Fundamentals and Applications of Holographic Duality

Recent ideas originating from string theory postulate a general holographic equivalence between standard quantum mechanical theories of fields and particles and classical and quantum higher-dimensional theories of gravity. This is a fascinating connection with far-reaching implications about the key principles thatshould be applied when formulating the fundamental laws of nature and the practical and mathematical implementation of these laws in systems of interest. Outstanding questions regarding this equivalence are: what are the principles underlying it, what is the range of theoretical systems it applies to and what does it tell us about the properties of physically relevant systems?

Aiming to address these questions in this project we have uncovered qualitatively new examples and applications of the holographic equivalence, novel properties of strongly interacting quantum theories in three dimensions and novel insights into the non-perturbative structure of string/M-theory.

One of the characteristic new applications of holography that we have provided explains how a classical theory of multiple gravitons and spacetimes can be used to describe holographically networks of strongly interacting systems linked to each other by weak inter-site interactions. Such systems, which appear naturally in real-world applications of superconductors and Josephson junctions, are in many cases hard to capture with conventional techniques and the proposed approach offers a radically new look on their properties.

Ultimately, progress in many key topics of theoretical physics (from cosmology and black hole physics to particle physics and condensed matter) relies on the ability to combine the above techniques with the mathematical ability to capture efficiently the exact properties of strongly interacting quantum theories in diverse spacetime dimensions.

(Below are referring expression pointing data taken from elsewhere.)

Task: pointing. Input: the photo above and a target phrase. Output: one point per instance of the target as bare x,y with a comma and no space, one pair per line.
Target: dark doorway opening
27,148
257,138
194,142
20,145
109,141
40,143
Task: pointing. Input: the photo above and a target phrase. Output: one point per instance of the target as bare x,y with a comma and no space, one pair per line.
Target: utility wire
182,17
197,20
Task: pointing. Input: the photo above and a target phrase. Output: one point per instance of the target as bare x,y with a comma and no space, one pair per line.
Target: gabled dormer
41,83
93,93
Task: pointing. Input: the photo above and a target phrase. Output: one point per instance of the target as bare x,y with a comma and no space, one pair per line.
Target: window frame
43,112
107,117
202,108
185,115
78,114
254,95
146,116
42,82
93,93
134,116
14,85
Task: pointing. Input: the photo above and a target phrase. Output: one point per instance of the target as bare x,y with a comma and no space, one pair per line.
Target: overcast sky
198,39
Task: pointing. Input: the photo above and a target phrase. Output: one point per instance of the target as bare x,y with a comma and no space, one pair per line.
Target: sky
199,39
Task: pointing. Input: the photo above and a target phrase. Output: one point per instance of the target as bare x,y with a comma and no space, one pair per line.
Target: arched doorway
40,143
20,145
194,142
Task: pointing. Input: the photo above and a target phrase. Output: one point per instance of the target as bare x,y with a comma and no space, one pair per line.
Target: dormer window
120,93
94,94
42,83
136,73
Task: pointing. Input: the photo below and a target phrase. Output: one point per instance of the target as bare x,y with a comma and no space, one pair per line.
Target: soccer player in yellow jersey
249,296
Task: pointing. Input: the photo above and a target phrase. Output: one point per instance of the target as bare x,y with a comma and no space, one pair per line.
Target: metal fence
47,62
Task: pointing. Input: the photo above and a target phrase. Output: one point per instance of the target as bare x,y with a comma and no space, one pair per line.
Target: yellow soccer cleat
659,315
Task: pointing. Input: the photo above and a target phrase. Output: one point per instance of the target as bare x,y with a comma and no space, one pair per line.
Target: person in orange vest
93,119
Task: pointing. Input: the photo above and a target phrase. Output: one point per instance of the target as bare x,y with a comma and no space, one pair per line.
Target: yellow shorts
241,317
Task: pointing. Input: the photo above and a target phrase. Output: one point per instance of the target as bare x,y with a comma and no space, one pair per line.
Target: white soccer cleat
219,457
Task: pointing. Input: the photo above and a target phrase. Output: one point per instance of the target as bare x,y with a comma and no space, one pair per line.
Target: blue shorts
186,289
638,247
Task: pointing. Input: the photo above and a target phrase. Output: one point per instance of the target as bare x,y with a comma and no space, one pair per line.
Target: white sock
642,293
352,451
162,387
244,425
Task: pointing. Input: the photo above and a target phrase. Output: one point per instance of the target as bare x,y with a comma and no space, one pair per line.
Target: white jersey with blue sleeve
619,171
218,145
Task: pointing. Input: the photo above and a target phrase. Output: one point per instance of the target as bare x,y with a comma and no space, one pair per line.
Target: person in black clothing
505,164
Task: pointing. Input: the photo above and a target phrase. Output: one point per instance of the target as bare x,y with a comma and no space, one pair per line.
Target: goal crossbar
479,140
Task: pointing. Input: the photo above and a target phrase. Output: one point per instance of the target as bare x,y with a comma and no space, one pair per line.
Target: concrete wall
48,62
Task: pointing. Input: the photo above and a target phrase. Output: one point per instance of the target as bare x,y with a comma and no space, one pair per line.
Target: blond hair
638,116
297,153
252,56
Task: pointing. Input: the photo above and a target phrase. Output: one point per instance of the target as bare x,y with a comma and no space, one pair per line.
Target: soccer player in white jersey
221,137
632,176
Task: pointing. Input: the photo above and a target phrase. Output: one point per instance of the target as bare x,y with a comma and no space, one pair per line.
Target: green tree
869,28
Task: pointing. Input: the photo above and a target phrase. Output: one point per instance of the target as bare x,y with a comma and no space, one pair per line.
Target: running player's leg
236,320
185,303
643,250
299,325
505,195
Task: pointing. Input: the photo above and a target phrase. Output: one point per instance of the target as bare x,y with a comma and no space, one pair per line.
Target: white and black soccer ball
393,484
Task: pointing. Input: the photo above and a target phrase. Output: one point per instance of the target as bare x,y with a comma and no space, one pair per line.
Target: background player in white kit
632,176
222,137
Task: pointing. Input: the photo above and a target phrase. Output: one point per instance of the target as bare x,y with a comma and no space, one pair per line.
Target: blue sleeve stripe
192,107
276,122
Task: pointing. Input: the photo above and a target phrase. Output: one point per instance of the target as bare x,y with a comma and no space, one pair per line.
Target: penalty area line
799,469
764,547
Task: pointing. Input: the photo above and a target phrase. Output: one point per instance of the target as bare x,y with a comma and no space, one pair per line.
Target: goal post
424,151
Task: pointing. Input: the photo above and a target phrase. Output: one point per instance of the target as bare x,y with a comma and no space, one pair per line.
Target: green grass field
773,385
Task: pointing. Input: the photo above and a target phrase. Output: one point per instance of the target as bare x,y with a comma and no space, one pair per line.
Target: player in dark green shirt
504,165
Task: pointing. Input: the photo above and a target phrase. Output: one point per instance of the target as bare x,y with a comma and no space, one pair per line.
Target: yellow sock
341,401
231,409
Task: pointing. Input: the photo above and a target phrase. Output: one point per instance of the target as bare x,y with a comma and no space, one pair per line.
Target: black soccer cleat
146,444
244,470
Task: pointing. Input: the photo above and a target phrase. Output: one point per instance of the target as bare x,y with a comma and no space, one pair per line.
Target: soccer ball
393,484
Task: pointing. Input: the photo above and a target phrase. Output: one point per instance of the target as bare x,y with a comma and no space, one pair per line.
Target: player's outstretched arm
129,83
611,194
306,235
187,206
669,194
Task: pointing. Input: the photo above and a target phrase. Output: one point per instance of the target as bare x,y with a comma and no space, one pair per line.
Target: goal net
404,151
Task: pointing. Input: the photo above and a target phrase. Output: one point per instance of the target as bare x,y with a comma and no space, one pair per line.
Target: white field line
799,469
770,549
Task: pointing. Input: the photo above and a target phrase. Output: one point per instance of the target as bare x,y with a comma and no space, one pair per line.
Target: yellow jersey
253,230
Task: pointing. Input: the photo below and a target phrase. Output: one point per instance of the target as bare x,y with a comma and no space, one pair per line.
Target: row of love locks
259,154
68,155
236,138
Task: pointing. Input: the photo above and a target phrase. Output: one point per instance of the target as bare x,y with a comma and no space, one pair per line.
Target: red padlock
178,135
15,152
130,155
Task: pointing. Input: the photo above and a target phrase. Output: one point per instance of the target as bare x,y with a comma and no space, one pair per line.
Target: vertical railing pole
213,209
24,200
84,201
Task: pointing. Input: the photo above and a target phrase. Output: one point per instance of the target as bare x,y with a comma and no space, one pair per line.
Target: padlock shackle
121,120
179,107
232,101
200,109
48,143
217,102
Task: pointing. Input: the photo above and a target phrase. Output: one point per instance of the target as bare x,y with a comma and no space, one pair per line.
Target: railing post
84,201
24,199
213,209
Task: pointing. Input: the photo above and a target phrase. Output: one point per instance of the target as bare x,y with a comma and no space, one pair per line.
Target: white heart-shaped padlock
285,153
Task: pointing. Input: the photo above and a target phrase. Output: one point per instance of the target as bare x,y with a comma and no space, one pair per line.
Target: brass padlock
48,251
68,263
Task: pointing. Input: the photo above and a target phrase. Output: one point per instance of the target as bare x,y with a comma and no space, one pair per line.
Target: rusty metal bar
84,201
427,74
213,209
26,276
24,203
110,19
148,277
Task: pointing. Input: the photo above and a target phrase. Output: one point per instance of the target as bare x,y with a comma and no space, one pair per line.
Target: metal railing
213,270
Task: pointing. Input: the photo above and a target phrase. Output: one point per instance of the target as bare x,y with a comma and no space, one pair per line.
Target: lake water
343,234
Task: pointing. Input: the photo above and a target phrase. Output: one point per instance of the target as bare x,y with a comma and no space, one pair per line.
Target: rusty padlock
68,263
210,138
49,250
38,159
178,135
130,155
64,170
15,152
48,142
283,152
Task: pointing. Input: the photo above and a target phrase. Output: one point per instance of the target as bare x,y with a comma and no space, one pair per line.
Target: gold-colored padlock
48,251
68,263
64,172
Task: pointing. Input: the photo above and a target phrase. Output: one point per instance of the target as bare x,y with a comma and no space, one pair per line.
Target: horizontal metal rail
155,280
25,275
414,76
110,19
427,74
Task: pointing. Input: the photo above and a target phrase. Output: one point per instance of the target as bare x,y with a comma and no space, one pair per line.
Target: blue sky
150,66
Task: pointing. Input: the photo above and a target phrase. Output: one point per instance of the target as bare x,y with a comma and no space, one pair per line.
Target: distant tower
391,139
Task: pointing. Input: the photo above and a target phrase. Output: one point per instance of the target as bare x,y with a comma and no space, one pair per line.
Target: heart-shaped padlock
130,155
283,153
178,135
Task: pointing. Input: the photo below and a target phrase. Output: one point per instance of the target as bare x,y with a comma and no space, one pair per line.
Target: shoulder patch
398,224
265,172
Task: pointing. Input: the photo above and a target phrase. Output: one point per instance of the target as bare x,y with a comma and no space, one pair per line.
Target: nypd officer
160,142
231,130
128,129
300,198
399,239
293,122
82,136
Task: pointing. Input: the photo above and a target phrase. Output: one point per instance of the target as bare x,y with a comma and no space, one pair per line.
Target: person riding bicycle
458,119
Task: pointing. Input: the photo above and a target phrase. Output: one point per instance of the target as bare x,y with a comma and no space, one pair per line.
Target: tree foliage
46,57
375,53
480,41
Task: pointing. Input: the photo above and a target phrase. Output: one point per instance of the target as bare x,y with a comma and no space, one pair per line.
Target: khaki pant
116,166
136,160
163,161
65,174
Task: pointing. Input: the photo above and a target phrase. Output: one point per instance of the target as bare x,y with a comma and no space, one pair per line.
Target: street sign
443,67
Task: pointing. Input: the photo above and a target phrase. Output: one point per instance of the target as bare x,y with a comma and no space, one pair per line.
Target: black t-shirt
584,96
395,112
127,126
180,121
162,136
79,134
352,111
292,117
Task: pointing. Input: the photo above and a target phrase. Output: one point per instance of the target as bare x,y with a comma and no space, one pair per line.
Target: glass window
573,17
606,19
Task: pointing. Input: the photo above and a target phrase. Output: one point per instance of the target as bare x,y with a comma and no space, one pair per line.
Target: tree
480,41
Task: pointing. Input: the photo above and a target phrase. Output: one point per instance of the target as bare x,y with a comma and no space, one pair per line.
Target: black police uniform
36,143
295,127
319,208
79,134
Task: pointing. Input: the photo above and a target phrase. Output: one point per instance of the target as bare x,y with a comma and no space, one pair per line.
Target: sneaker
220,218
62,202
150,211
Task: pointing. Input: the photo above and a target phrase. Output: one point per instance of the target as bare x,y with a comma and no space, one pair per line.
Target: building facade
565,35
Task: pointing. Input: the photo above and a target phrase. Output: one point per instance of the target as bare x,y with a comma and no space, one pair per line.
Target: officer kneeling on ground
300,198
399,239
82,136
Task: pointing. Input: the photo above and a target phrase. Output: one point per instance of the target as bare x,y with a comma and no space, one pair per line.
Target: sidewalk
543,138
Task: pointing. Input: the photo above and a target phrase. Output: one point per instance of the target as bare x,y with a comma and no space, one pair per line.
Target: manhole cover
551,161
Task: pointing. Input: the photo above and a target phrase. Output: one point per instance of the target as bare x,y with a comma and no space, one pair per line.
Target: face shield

On this front, we explored new phenomena in quantum field theories in three and four spacetime dimensions and employed recently discovered techniques in classical supergravity theories to uncover previously inaccessible properties of two dimensional quantum field theories that play a central role in the non-perturbative structure of string/M-theory.

A number of national and international collaborations were initiated during the implementation of the project contributing significantly to a positive outcome. However, despite the success of the scientific part, re-integration was impeded by the recent economic crisis that has affected universities and research centers all over the host country, Greece. Because of the freezing of all hirings in the Greek public sector the re-integration of the fellow into the academic society of his home country was not successful and the development of his research carrier was seriously obstructed.